Pelas novas regras, as emendas individuais apresentadas pelos parlamentares terão execução obrigatória, conforme determina a Lei Orgânica do Município e a Constituição Federal.
Em 2018, os vereadores aprovaram uma emenda à Lei Orgânica do Município (LOM) autorizando a apresentação de emendas parlamentares ao orçamento. Já em 2023, outra alteração elevou de 1,2% para 2% o percentual da Receita Corrente Líquida (RCL) destinado às chamadas emendas impositivas, utilizadas para repasses a entidades ou realização de obras e serviços no município.
Metade desse percentual, equivalente a 1% da RCL, deverá obrigatoriamente ser destinada às ações e serviços públicos de saúde. A legislação também proíbe o uso desses recursos para pagamento de pessoal e encargos sociais.
Outro ponto previsto na LDO é que a execução das emendas deverá ocorrer de forma equitativa, garantindo tratamento igualitário entre os vereadores, independentemente da autoria das propostas.
Além do aspecto financeiro, a nova regulamentação estabelece exigências técnicas para apresentação das emendas. Os vereadores terão de apresentar plano de trabalho detalhado, metas mensuráveis, estimativa de custos e cronograma físico-financeiro. Também será obrigatória a comprovação de compatibilidade com o Plano Plurianual (PPA), a própria LDO e a Lei Orçamentária Anual (LOA).
Nos casos de obras e serviços de engenharia, as propostas somente poderão avançar mediante apresentação de projeto básico ou executivo, além de estudos técnicos que comprovem a viabilidade da execução e os custos previstos.
A proposta ainda proíbe emendas genéricas, sem objeto claramente definido ou sem análise técnica mínima. O texto prevê que a Câmara Municipal deverá exigir parecer de admissibilidade técnica antes da tramitação das emendas, seguindo orientações do Tribunal de Contas do Estado de São Paulo (TCE-SP).
A LDO também estabelece um cronograma oficial para análise e execução das emendas. O Executivo terá até 120 dias após a publicação da LOA para informar eventuais impedimentos técnicos. Caso haja impossibilidade de execução, a Câmara poderá indicar o remanejamento dos recursos.

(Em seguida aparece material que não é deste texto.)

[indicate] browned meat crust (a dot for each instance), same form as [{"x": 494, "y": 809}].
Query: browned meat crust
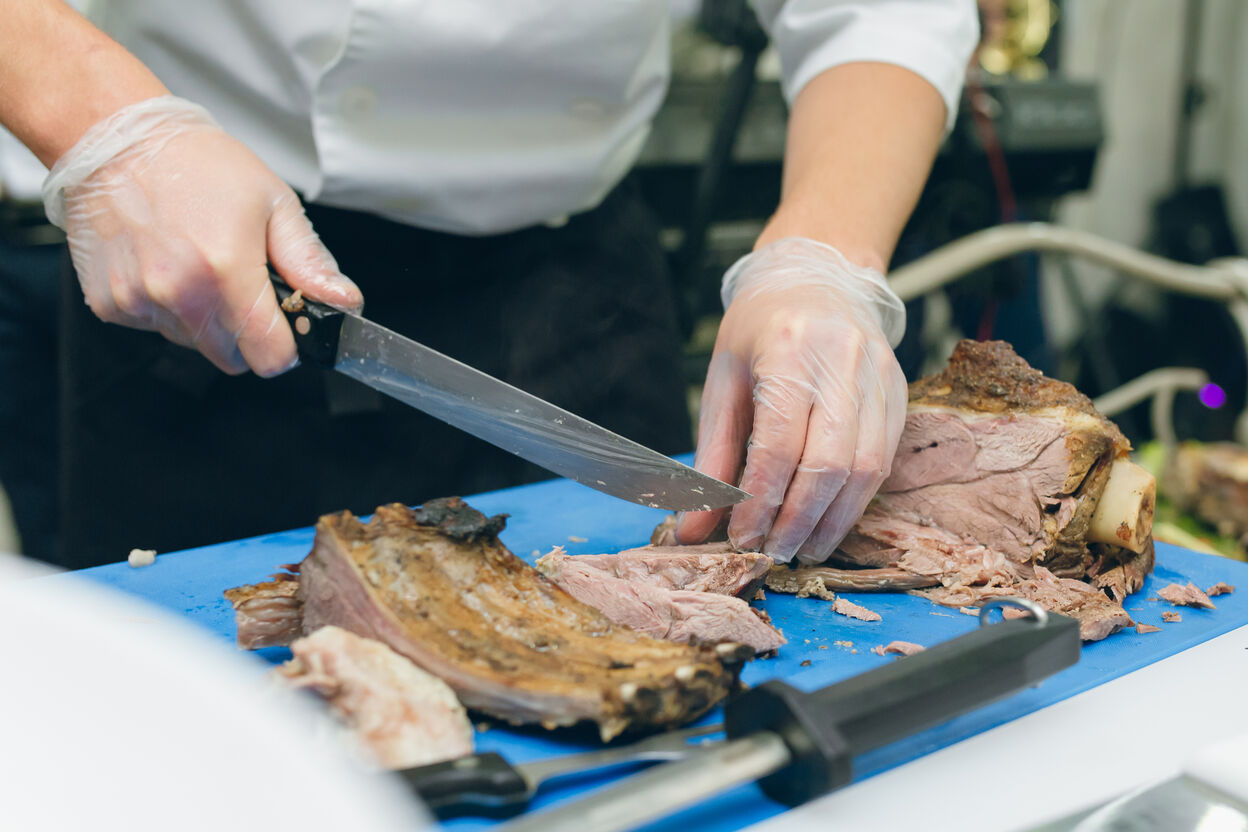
[
  {"x": 438, "y": 588},
  {"x": 702, "y": 568},
  {"x": 987, "y": 376},
  {"x": 783, "y": 579}
]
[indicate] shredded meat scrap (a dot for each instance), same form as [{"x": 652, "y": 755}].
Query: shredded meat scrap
[
  {"x": 436, "y": 585},
  {"x": 1189, "y": 595}
]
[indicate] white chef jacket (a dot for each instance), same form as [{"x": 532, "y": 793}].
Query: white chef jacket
[{"x": 481, "y": 116}]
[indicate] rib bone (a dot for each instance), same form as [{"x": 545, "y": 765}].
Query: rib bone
[{"x": 1123, "y": 517}]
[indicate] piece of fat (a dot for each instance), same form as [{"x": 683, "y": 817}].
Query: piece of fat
[{"x": 401, "y": 714}]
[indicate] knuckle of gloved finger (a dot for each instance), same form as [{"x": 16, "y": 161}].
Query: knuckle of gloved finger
[{"x": 130, "y": 299}]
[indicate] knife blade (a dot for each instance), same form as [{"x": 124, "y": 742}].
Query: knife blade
[
  {"x": 799, "y": 746},
  {"x": 488, "y": 785},
  {"x": 494, "y": 411}
]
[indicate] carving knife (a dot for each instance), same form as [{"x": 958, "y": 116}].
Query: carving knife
[
  {"x": 493, "y": 411},
  {"x": 799, "y": 746}
]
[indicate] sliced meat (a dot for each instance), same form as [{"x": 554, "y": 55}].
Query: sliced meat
[
  {"x": 678, "y": 615},
  {"x": 267, "y": 615},
  {"x": 1189, "y": 595},
  {"x": 437, "y": 586},
  {"x": 995, "y": 490},
  {"x": 402, "y": 715},
  {"x": 706, "y": 568}
]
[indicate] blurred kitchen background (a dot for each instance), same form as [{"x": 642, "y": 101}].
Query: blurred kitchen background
[{"x": 1127, "y": 119}]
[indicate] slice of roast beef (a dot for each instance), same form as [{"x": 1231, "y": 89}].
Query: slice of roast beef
[
  {"x": 705, "y": 568},
  {"x": 437, "y": 586},
  {"x": 1002, "y": 473},
  {"x": 640, "y": 599}
]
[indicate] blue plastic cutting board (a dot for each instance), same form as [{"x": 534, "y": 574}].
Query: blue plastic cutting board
[{"x": 563, "y": 513}]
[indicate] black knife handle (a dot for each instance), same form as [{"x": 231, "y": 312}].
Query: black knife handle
[
  {"x": 483, "y": 780},
  {"x": 316, "y": 326},
  {"x": 826, "y": 727}
]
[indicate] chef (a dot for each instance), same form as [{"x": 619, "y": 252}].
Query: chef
[{"x": 467, "y": 165}]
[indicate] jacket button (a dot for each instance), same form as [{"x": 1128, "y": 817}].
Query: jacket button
[
  {"x": 588, "y": 109},
  {"x": 358, "y": 102}
]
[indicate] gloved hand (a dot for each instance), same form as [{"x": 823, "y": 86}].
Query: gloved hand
[
  {"x": 171, "y": 225},
  {"x": 803, "y": 373}
]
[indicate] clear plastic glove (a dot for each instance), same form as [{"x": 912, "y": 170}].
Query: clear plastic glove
[
  {"x": 803, "y": 374},
  {"x": 171, "y": 225}
]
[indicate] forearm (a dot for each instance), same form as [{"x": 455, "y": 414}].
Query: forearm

Se os impedimentos persistirem, o Executivo deverá encaminhar projeto de lei propondo alteração da programação orçamentária. Caso o Legislativo não delibere dentro do prazo previsto, o remanejamento poderá ser realizado diretamente pelo Executivo.

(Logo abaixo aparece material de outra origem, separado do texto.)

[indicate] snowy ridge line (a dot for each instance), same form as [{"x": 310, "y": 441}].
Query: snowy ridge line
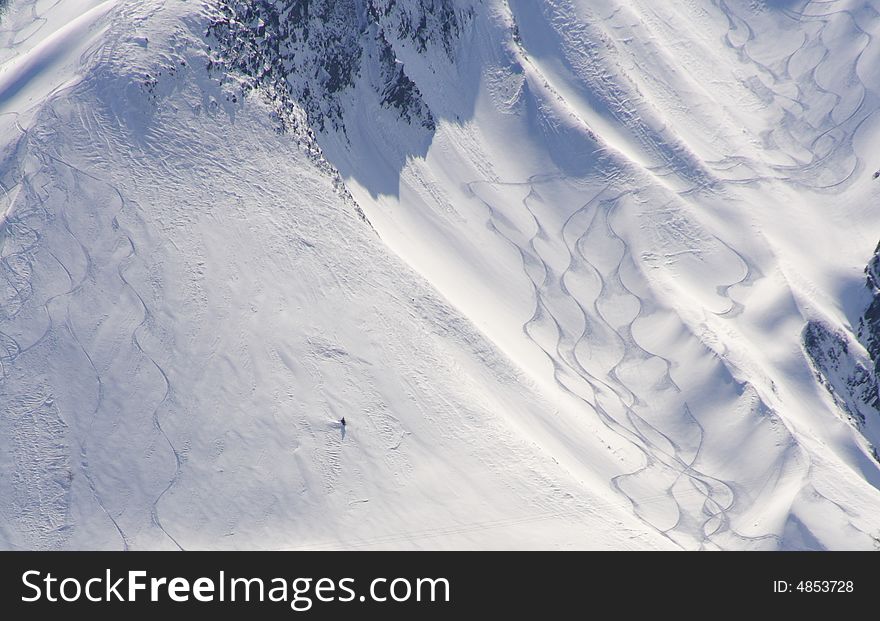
[
  {"x": 505, "y": 523},
  {"x": 656, "y": 457}
]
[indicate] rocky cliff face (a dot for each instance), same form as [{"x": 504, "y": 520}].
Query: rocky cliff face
[
  {"x": 314, "y": 53},
  {"x": 848, "y": 364}
]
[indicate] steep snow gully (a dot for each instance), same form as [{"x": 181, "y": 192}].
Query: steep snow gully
[{"x": 578, "y": 274}]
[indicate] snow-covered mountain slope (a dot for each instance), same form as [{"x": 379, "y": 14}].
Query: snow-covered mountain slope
[{"x": 577, "y": 274}]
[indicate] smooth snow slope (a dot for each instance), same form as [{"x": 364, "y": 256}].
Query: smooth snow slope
[
  {"x": 588, "y": 333},
  {"x": 189, "y": 307},
  {"x": 644, "y": 208}
]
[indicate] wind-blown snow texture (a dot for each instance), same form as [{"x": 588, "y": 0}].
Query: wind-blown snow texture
[{"x": 585, "y": 274}]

O texto ainda prevê que a obrigatoriedade de execução poderá ser suspensa em casos de impedimento técnico devidamente justificado ou quando houver risco de descumprimento das metas fiscais do município.

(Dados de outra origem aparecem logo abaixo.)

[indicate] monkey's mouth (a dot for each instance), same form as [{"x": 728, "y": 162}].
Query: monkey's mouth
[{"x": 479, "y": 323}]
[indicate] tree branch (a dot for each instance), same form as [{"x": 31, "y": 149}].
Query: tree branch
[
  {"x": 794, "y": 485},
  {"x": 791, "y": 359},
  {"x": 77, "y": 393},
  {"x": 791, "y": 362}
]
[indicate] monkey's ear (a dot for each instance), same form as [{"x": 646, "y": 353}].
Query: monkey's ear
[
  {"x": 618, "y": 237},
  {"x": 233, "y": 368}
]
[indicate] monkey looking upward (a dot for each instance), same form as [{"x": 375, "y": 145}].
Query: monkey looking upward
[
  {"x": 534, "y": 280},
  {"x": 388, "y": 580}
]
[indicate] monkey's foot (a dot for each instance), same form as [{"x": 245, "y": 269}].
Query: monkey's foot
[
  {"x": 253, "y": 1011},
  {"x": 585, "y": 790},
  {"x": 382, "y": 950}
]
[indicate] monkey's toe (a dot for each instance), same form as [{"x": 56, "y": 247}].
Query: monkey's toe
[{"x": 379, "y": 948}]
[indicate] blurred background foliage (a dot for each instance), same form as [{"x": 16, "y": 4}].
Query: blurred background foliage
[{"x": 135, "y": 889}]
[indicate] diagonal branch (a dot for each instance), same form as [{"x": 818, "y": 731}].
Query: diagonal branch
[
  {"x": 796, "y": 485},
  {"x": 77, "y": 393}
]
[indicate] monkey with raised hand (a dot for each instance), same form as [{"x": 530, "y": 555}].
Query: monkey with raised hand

Com as novas diretrizes, a Prefeitura busca regulamentar de forma mais clara a aplicação das chamadas emendas impositivas, ampliando o controle técnico e financeiro sobre os recursos indicados pelos vereadores e alinhando a legislação municipal às exigências constitucionais e às recomendações do Tribunal de Contas.
Comissão
O projeto da LDO foi lido na sessão legislativa da Câmara de Monte Aprazível na última terça-feira (5) e encaminhado às comissões. O vereador Renato Jubilato (PSD), presidente da Comissão de Constituição, Redação e Justiça, disse ao MR Notícias que ainda não há uma avaliação completa do projeto. Segundo ele, a comissão deverá se reunir nesta semana para debater ponto a ponto não apenas os artigos relacionados às emendas impositivas, mas também o conteúdo geral da LDO.